Additional Junior Ranger programs announced

Dechlan Brennan
Dechlan Brennan Published March 27, 2025 at 12.45pm (AWST)

Applications will open on Friday for new on-Country learning opportunities as part of the government's Junior Ranger program.

Up to 10 new Junior Ranger projects have been created across the country in every state and territory as part of the $6 million expansion of the program.

Speaking at the announcement in Queanbeyan on the land of the Ngambri people, Minister for Indigenous Australians, Malarndirri McCarthy, said she was hoping programs like the Junior Rangers would allow children to remain in school.

"To keep them at school, to feel good about who they are as young Aboriginal men and women in this country, to correct and reconnect with Country and culture and kin," she told reporters.

"We see this as an important program on many levels. One is about caring for Country, looking after Country, and connecting with culture and Country and kin, but importantly, showing our kids they have a future and that being a ranger could be something that they may wish to be.

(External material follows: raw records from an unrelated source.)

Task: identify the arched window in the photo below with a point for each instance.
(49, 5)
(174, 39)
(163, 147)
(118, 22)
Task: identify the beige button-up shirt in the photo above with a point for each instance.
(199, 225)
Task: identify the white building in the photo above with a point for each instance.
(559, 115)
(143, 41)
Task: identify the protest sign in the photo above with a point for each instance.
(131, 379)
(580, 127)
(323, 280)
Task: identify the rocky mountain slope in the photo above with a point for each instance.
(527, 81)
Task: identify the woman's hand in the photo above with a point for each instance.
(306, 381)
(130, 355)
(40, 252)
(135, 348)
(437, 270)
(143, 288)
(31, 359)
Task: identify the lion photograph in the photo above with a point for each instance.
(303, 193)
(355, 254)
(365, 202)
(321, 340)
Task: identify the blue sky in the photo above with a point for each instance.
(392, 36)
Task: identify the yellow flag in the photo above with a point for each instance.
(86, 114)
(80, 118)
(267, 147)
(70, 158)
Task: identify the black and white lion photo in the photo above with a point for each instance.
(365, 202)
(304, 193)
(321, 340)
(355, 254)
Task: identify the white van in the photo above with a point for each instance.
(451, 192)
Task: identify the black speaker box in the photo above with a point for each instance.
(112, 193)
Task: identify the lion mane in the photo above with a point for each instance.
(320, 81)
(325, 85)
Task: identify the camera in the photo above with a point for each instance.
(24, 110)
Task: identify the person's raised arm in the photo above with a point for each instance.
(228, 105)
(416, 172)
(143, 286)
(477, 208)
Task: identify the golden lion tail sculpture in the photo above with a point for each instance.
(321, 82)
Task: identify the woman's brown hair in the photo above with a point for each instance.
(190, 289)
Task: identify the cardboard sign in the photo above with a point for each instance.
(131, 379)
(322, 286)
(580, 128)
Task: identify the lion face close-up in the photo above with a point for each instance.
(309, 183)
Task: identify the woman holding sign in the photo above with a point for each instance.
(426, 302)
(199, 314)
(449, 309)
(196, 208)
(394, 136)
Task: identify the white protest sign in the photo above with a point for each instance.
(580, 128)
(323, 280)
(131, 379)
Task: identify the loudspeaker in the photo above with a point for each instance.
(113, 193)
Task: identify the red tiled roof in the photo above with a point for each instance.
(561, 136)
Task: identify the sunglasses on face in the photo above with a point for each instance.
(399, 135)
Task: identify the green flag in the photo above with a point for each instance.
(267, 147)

"It is so important that we still work on many areas of Closing the Gap to get our kids to school, and the Junior Rangers program is part of that."

Junior Rangers Coordinator Trevor Robinson told reporters the work was "hands on" and allowed the kids to show a maturity level some people may have not thought they had.

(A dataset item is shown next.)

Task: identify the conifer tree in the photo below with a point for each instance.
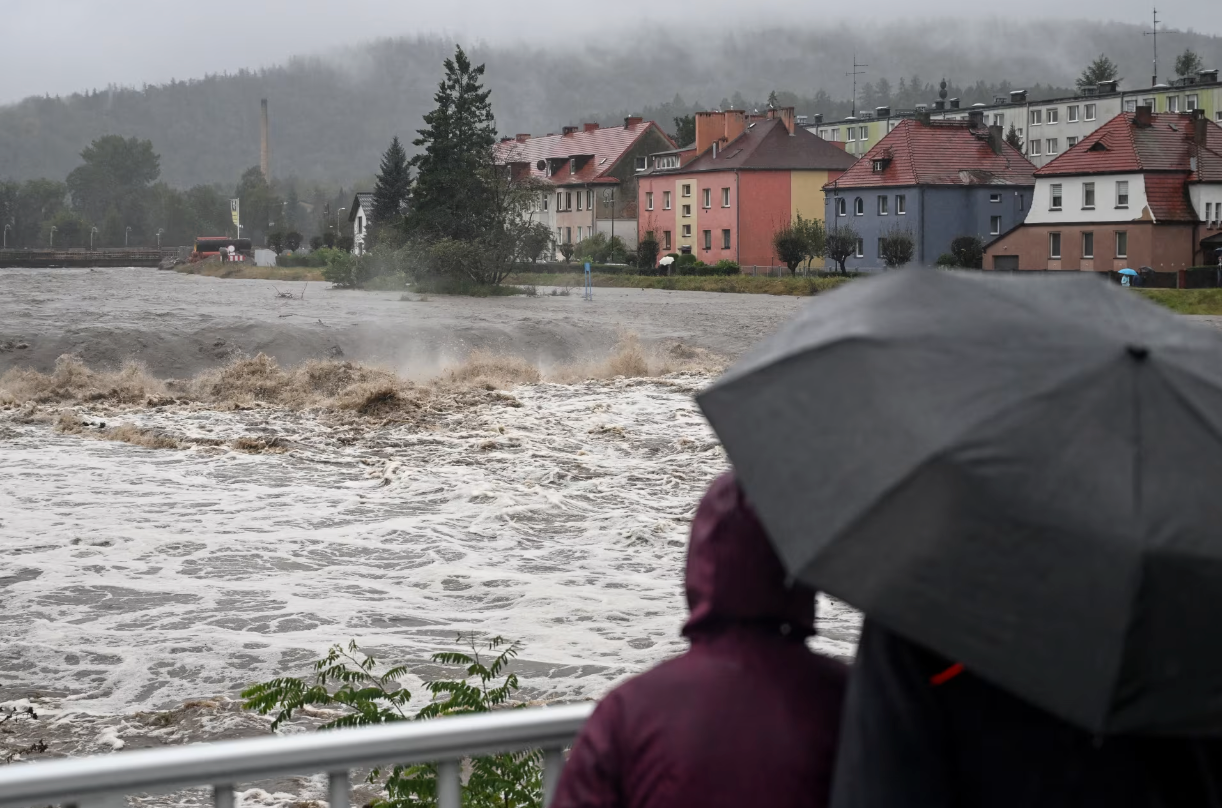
(450, 197)
(394, 185)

"A lot of the kids they struggle through school anyway and a lot of the oral teachings that we do is actually a lot better for them," he said.

"Sometimes I'm delivering stuff to them and I'm worried that they are not actually understanding it, but I'm surprised that weeks later they will say something and I'm going, 'Oh okay, so they were actually listening to what I was saying'. Which is really, really good because it shows that they are actually interested and keen in the actual program."

Eligibility for the expansion of the program is targeted to locations outside the current Junior Rangers footprint in areas where there are a high number of Indigenous youths not engaged in employment, education, or training.

Last year saw the rollout of projects in over 50 locations and comes after the government announced last year more than 1000 Indigenous Ranger positions will be created Australia-wide—up to 770 of them for First Nations women.

The Junior program offers on-Country learning opportunities for Primary and secondary students through place-based and community-driven projects that are aligned with the needs of the community.

"The journey is about trying to increase the kids' knowledge and awareness of the surroundings but also be job ready and be able to actually walk out of school and say, 'Look, I have got these qualifications and I can go for this job here or I can go for that job'," Mr Robinson said.

"They go to school because they know they can get this program in the middle of the week…it's an incentive for them to get up on a Monday because they need to go to school before they can come to us on a Wednesday…it works both ways.

"So, it's a win-win situation where you have actually got the kids out on-Country and they are also in the school learning."

Ngambri Local Aboriginal Land Council chief executive, Trisha Williams, said on Thursday: "Our students, our communities, really need this."

"We need Aboriginal people on land doing land management and being able to do it in a culturally appropriate way, in the old ways," Ms Williams said.

"If we're getting students from school and getting them onto a pathway into land management and then they leave school at year 12 and coming and working in our organisations, that's just wonderful that we have got them from the start."

Ranger groups, schools and community organisations in the following locations can apply for funding under the expansion

Australian Capital Territory: Canberra - North, Canberra - South, Stromlo - Namadgi.

New South Wales: Lake Macquarie, Wyong, Wollongong.

Northern Territory: Alice Springs, Alice Springs Town Camps, Douglas-Daly, Palmerston.

Queensland: Ipswich, Logan, Thuringowa, Townsville.

South Australia: Playford, Port Adelaide - Enfield, Salisbury.

Tasmania: Central Coast - Devonport, Launceston

Victoria: Campaspe - Shepparton - Moira, Northcote - Preston - Whittlesea, Geelong - Queenscliff, Castlemaine - Kerang.

Western Australia: Swan, Geraldton, Port Hedland.

Applications close on 19 May 2025. The Junior Rangers expansion grants will be published on GrantConnect.

Eligible locations, shown as Indigenous Areas (IAREs), by map, can be viewed on the Australian Bureau of Statistics website.